We would be unbearably bored.
We are too far gone.
This week, I was listening to an interview with author Andre Dubus III in which he said this near the end. “The reason I don’t own an iPhone, the reason I’ve never sent a text, the reason I’ve never been on social media — I don’t even know what it looks like — is, as a teacher of young people, right around 2011 or 2012 I noticed that their daily joy plummeted. It’s not global warming, which is horrific enough, it’s not mass shootings, which is horrific enough, it’s staring at these screens six to 11 hours a day and becoming incredibly, toxically self-involved, distracted, and not in their bodies, not in their souls… And I think even on a semiconscious or subconscious level, we’re worried about comments, follows, likes, and we sure as hell don’t want to get cancelled.”
Those young people he speaks of are many of us, no matter our age, are they not?
Media executives and tech oligarchs have confiscated our lives with their brightly-colored screens and like buttons and algorithms. These are the elite pretending they are saving us from the elitists while happily cashing in on our collective misery and, yes I’m going to say it again, our insatiable hunger for rage and outrage.
They are also a key arm of the Trump administration.
Yet, when I watch the video murders of Renee Good and Alex Pretti by gangs of masked federal agents who remind me of the brownshirts in every Nazi film I’ve ever seen, I know that I am not seeing what family, friends and neighbors trapped inside other algorithms or TV programs see. This has been true for the last decade and more, and most particularly since January 6, 2021. And still, I continued to engage, to sit with, to listen, to ask questions of those who saw “the news” differently than I did because I thought that that time commitment and engagement made a difference.
I was wrong.
We are often told not to compare what’s happening today to what happened in the lead up to WWII, that such comparisons are not only unfair, inaccurate, and inflammatory, but that such comparisons will not lead us back into the light.

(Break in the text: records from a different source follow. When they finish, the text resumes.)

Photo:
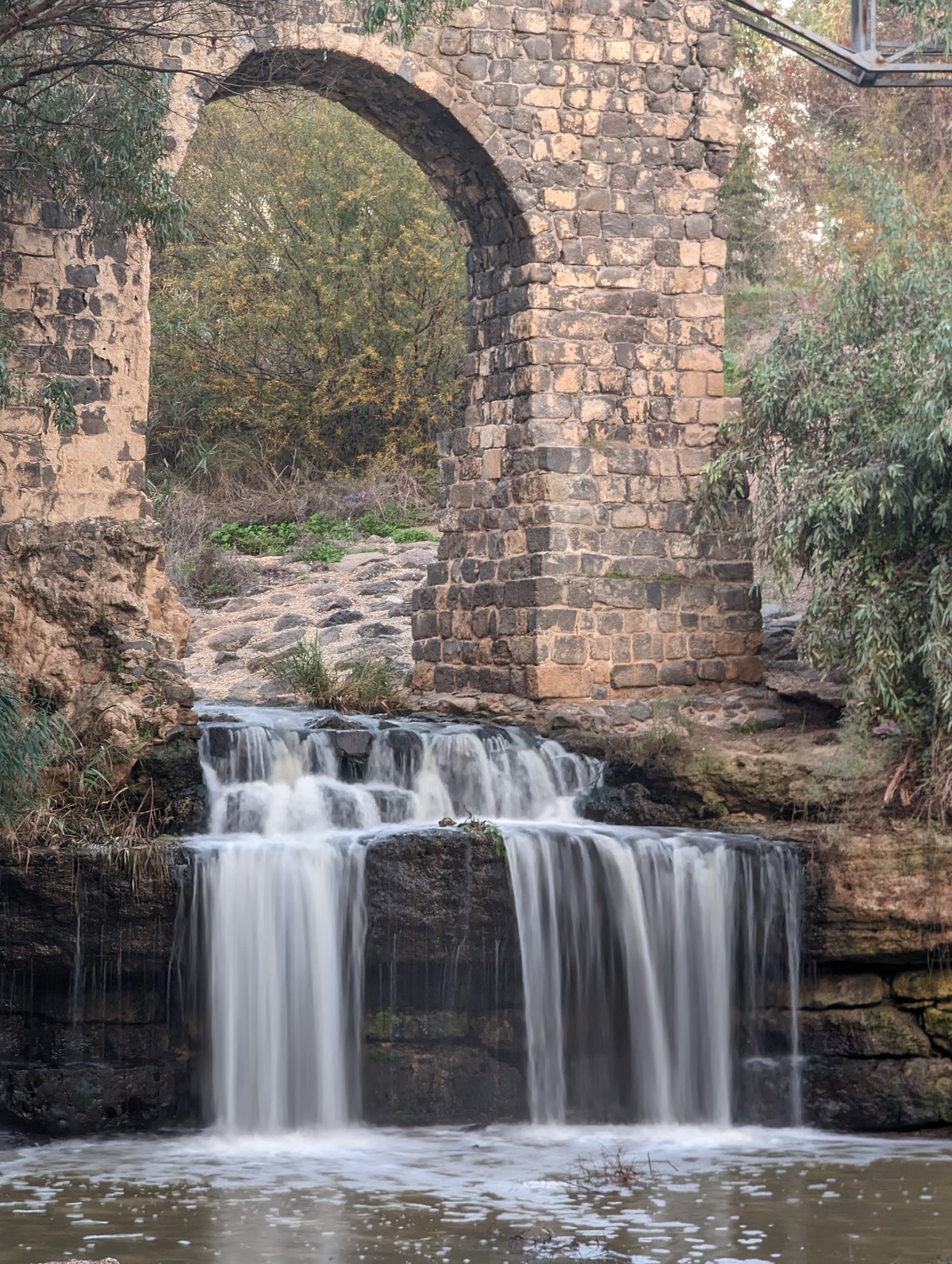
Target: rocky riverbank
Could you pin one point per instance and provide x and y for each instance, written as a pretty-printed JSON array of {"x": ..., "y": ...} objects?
[{"x": 359, "y": 605}]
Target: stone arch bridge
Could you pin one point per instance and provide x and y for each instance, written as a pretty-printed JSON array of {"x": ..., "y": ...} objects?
[{"x": 581, "y": 144}]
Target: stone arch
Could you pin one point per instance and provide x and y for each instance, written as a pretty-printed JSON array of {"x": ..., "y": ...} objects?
[{"x": 582, "y": 145}]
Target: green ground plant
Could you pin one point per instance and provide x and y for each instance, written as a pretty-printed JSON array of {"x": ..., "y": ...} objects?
[
  {"x": 319, "y": 536},
  {"x": 488, "y": 832},
  {"x": 31, "y": 746}
]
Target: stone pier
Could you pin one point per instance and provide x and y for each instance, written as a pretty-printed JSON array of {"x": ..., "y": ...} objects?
[{"x": 581, "y": 147}]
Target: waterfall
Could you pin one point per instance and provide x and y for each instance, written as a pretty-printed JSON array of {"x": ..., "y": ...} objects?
[
  {"x": 647, "y": 955},
  {"x": 645, "y": 961}
]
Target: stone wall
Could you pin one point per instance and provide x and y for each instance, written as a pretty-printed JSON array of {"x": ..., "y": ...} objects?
[{"x": 581, "y": 147}]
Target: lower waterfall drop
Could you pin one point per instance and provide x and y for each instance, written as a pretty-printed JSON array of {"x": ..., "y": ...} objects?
[{"x": 649, "y": 959}]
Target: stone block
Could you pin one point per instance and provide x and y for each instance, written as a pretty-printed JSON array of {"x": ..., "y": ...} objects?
[
  {"x": 873, "y": 1032},
  {"x": 923, "y": 985},
  {"x": 843, "y": 991}
]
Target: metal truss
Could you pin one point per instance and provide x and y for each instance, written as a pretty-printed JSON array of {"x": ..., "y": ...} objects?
[{"x": 865, "y": 63}]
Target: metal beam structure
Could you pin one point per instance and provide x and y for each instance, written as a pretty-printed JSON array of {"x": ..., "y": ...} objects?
[{"x": 866, "y": 62}]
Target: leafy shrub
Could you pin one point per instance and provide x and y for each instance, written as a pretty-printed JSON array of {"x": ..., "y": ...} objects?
[
  {"x": 258, "y": 540},
  {"x": 363, "y": 683},
  {"x": 31, "y": 742},
  {"x": 413, "y": 536},
  {"x": 255, "y": 539},
  {"x": 847, "y": 430}
]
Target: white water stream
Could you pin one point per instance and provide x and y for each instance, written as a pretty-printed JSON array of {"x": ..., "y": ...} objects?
[{"x": 645, "y": 955}]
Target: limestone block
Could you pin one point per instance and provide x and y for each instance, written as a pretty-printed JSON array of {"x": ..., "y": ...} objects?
[{"x": 843, "y": 991}]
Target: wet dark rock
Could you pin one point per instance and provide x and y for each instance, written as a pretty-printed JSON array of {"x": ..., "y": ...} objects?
[
  {"x": 94, "y": 1032},
  {"x": 420, "y": 1085},
  {"x": 167, "y": 782},
  {"x": 628, "y": 805}
]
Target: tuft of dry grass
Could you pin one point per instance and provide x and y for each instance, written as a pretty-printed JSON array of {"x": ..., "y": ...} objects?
[{"x": 363, "y": 683}]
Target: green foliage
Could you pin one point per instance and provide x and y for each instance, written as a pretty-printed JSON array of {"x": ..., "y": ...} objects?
[
  {"x": 385, "y": 522},
  {"x": 362, "y": 683},
  {"x": 401, "y": 19},
  {"x": 847, "y": 430},
  {"x": 59, "y": 400},
  {"x": 91, "y": 140},
  {"x": 745, "y": 200},
  {"x": 31, "y": 742},
  {"x": 317, "y": 535},
  {"x": 488, "y": 832},
  {"x": 317, "y": 317},
  {"x": 413, "y": 536}
]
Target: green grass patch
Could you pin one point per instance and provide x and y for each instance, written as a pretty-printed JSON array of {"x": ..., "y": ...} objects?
[
  {"x": 319, "y": 536},
  {"x": 413, "y": 536},
  {"x": 396, "y": 524}
]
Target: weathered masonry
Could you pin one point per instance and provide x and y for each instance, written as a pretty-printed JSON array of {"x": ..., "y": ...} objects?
[{"x": 581, "y": 144}]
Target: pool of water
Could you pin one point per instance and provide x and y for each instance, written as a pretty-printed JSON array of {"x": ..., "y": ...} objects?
[{"x": 472, "y": 1196}]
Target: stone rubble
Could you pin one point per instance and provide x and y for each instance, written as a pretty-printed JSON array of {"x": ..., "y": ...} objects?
[{"x": 360, "y": 605}]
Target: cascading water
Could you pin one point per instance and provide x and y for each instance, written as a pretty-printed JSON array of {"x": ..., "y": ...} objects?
[{"x": 647, "y": 955}]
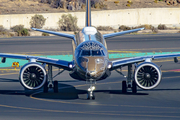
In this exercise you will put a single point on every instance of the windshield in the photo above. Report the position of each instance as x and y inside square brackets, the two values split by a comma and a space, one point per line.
[92, 53]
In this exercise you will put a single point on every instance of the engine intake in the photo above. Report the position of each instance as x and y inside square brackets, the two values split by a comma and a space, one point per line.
[32, 76]
[147, 75]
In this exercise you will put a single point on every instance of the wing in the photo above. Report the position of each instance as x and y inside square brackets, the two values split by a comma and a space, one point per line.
[123, 62]
[55, 62]
[55, 33]
[121, 33]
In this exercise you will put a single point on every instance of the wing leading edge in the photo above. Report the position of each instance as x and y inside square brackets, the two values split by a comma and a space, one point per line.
[123, 62]
[55, 62]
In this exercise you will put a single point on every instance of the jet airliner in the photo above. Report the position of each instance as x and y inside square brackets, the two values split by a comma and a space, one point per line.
[90, 62]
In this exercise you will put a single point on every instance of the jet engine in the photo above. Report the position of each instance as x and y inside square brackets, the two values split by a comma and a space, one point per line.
[147, 75]
[32, 75]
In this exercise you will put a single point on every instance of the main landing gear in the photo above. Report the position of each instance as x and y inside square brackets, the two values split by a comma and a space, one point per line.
[129, 83]
[50, 83]
[90, 94]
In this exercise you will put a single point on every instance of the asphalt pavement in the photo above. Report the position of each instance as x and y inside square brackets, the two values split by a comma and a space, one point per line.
[163, 102]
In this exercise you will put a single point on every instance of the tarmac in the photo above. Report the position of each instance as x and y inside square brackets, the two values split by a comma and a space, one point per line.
[70, 102]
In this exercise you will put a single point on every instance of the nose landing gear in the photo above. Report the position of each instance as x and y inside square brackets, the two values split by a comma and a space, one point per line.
[90, 94]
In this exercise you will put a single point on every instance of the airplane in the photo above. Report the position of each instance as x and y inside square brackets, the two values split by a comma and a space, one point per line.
[90, 63]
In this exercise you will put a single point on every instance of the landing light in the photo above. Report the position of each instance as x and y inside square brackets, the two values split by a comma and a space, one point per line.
[70, 66]
[109, 66]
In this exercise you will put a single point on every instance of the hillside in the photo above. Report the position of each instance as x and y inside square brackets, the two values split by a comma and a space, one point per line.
[49, 6]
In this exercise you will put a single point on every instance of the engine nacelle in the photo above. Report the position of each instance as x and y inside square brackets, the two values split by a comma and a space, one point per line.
[147, 75]
[32, 75]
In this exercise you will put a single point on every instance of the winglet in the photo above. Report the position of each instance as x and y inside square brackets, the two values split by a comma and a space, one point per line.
[88, 13]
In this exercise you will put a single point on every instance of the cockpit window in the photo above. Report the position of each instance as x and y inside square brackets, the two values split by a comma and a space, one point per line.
[85, 53]
[96, 53]
[92, 53]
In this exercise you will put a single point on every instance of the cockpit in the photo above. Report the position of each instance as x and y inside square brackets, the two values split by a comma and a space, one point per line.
[92, 53]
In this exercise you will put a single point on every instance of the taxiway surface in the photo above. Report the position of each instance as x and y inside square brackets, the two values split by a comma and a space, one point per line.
[163, 102]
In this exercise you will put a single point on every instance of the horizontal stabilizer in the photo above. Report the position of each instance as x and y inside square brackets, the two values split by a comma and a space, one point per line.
[55, 33]
[121, 33]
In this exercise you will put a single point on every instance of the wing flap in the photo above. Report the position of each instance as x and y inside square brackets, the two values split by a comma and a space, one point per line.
[123, 62]
[55, 62]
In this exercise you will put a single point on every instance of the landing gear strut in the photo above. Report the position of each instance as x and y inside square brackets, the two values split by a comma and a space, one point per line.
[50, 83]
[90, 94]
[129, 83]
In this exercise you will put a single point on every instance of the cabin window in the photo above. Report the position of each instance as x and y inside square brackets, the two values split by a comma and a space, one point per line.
[85, 53]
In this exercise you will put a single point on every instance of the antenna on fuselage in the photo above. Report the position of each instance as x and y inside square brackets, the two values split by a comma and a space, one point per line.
[88, 13]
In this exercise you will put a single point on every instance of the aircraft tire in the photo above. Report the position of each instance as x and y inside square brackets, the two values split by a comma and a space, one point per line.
[45, 89]
[124, 87]
[55, 87]
[93, 97]
[134, 87]
[88, 95]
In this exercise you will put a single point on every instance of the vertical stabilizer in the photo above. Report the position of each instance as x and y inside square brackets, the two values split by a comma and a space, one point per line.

But we also have to consider the facts on the ground, which are these:
Without Twitter and Facebook, would Donald Trump have ever become president at all?
Without social media and his commandeering of both traditional TV media and cable, would he have the reach to threaten elected officials and business leaders into silence and compliance?
Without his personal propaganda arm, Fox News, and without the many 30 second and 2 minute viral clips from Fox, CNN, MSNBC, etc. for our doomscrolling, boredom-filling pleasure, would he have been able to manipulate the truth of what happened on January 6, 2021? Like they are already manipulating the street executions of Renee Good and Alex Pretti?
I no longer believe that the conversations I’ve had with Trump voters have mattered one bit. If anything, I wonder if I have helped them become further entrenched.
Like the days of Walter Cronkite and reading the newspaper at the kitchen table, the old kind of political conversations we used to have no longer work.
January 6 was our clarion call.
The blanket pardons of all January 6 perpetrators was our warning.
It is true that we are not dealing with the Nazis. The Nazis, thank God, did not have Fox News propaganda and social media billionaires and iPhones. Those are the things WE have, the tools unique to our era of presidential narcissism, government overreach and abuse and wanton illegality. One day, what we are experiencing today will be called by its own name — Trumpism? Something else? — and our grandchildren and great-granchidren and their children will also be told, as we are being told, not to make comparisons to the past, to the incomparable.
Alas, what we are dealing with today, in this moment, is our own set of troubles; our own evil, cruel, malicious, destructive and increasingly lawless government; our own lack of humanity and basic common sense. And there is no amount of listening or talking to those who find pleasure in it, who have found a cult leader in it and kinship in it, out of such addictive rupture and rapture.
We are not in our bodies. We are not in our souls.
My mistake was not seeing this sooner.